末期臓器不全の患者は、生存のために器官移植を必要とする。臨床的移植における主要な限定要因は、適切なヒトドナーの不足である。過去10年間にわたり、臓器を待つ患者のリストの大きさは、1991年の約30,000人から、2001年の約80,000人へと劇的に増加した(情報源:New York Organ Donor Network;Association of Organ Procurement Organization’s Death Record Review Study from 1997 to 1999(30個の臓器斡旋組織により提供される))。過去10年間にわたるこの需要増加にも関わらず、臓器提供の数は、不活発なままである(1年間当たり約20,000件)。

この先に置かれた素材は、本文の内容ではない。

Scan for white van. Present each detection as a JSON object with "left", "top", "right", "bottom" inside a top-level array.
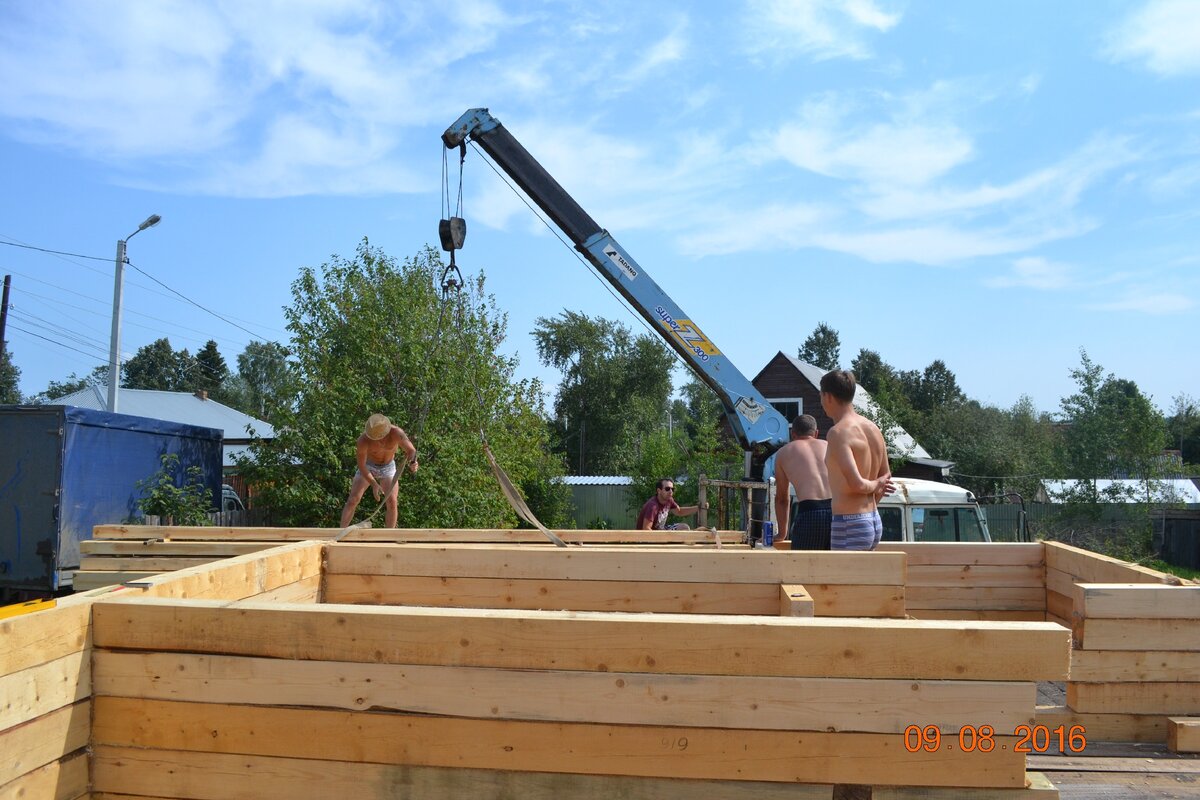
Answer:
[{"left": 880, "top": 477, "right": 991, "bottom": 542}]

米国において、すべての人種および民族のバックグラウンドの男性、女性および子供が、毎日平均17人、寄与される器官の欠如が原因で死んでおり、従って、毎年、6,200人を越えるアメリカ人が、器官移植を待って死んでいる。より信頼できかつ無限の器官供給源についての需要により、他の動物からの器官の移植(異種移植とも呼ばれる)の可能性について調査が引き起こされた。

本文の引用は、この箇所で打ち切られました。